Eine Heuristik ist eine Faustregel, die schnell zu einer brauchbaren Lösung führt — nicht unbedingt zur perfekten, aber zu einer, die im Alltag reicht. Statt alle Möglichkeiten mühsam durchzurechnen, nimmt man eine bewährte Abkürzung.

Im Alltag

Menschen tun das ständig, ohne darüber nachzudenken. Willst du in einem fremden Supermarkt das Salz finden, läufst du nicht jeden Gang systematisch ab, sondern gehst zur Abteilung mit Gewürzen — eine Faustregel, die meistens stimmt. Genau so funktioniert eine Heuristik: gute Trefferquote bei minimalem Aufwand.

Wo der Begriff auftaucht

In der Informatik und bei KI stecken Heuristiken überall dort, wo die exakte Berechnung zu lange dauern würde. Ein Navigationsgerät prüft nicht wirklich jede denkbare Route durch — das wären zu viele. Es nutzt clevere Faustregeln, um die vielversprechendsten Wege zuerst zu betrachten und den Rest zu überspringen.
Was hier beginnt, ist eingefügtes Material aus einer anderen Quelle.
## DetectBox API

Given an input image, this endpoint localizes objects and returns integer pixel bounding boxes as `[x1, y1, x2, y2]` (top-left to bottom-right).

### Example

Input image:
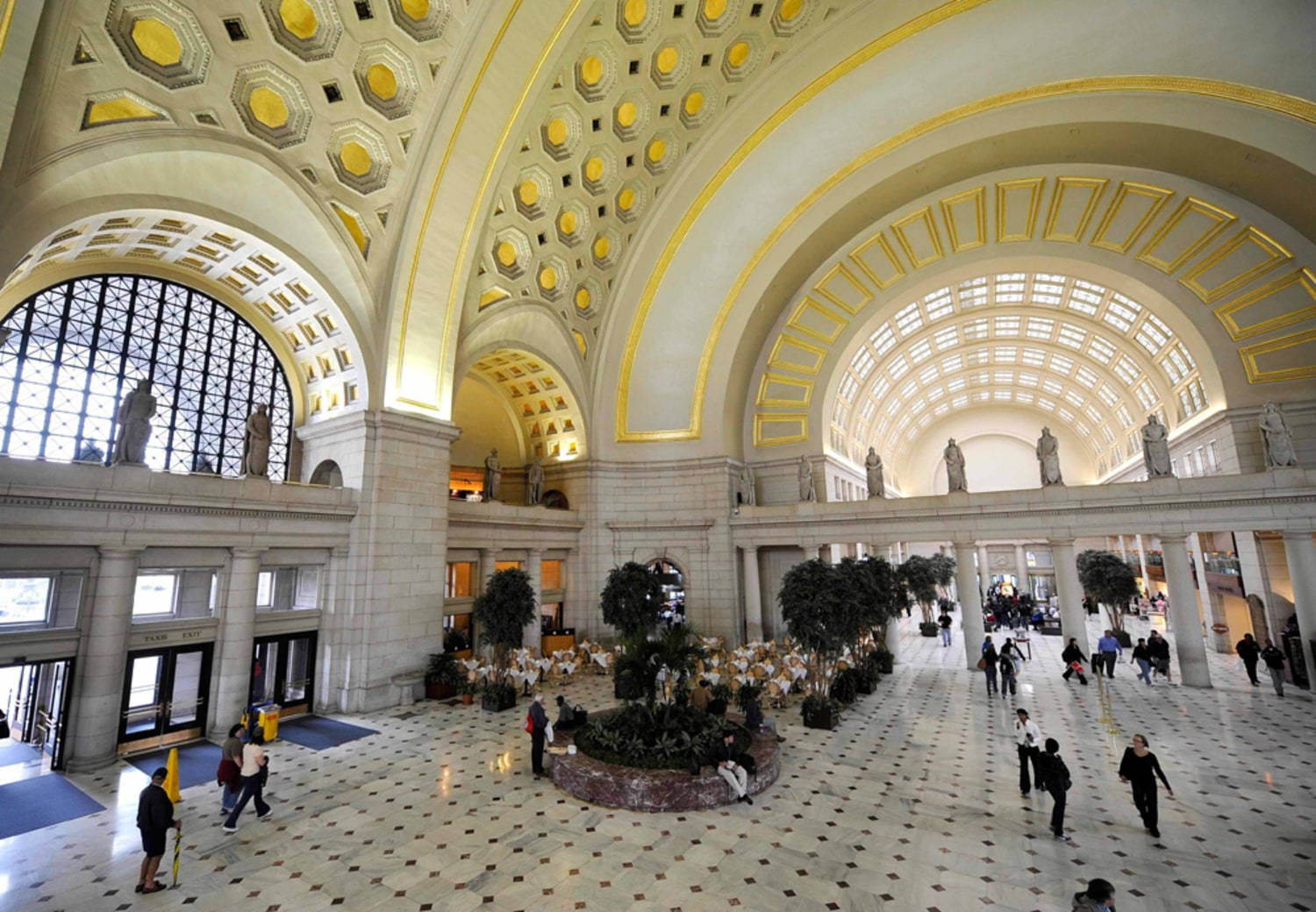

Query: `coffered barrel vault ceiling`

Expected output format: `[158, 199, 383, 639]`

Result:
[11, 0, 474, 260]
[466, 0, 850, 358]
Auch im Marketing und in der Nutzerführung spielt der Begriff eine Rolle. Sogenannte Usability-Heuristiken sind bewährte Daumenregeln für gutes Design — etwa „zeige dem Nutzer immer, wo er sich gerade befindet“. Der Preis dieser Abkürzungen: Eine Heuristik kann danebenliegen. Die schnelle Route ist nicht immer die kürzeste, die Faustregel im Supermarkt nicht immer richtig. Der Deal ist bewusst: Man tauscht ein bisschen Genauigkeit gegen viel Geschwindigkeit. In den allermeisten Fällen ist das ein guter Tausch — deshalb sind Heuristiken so verbreitet.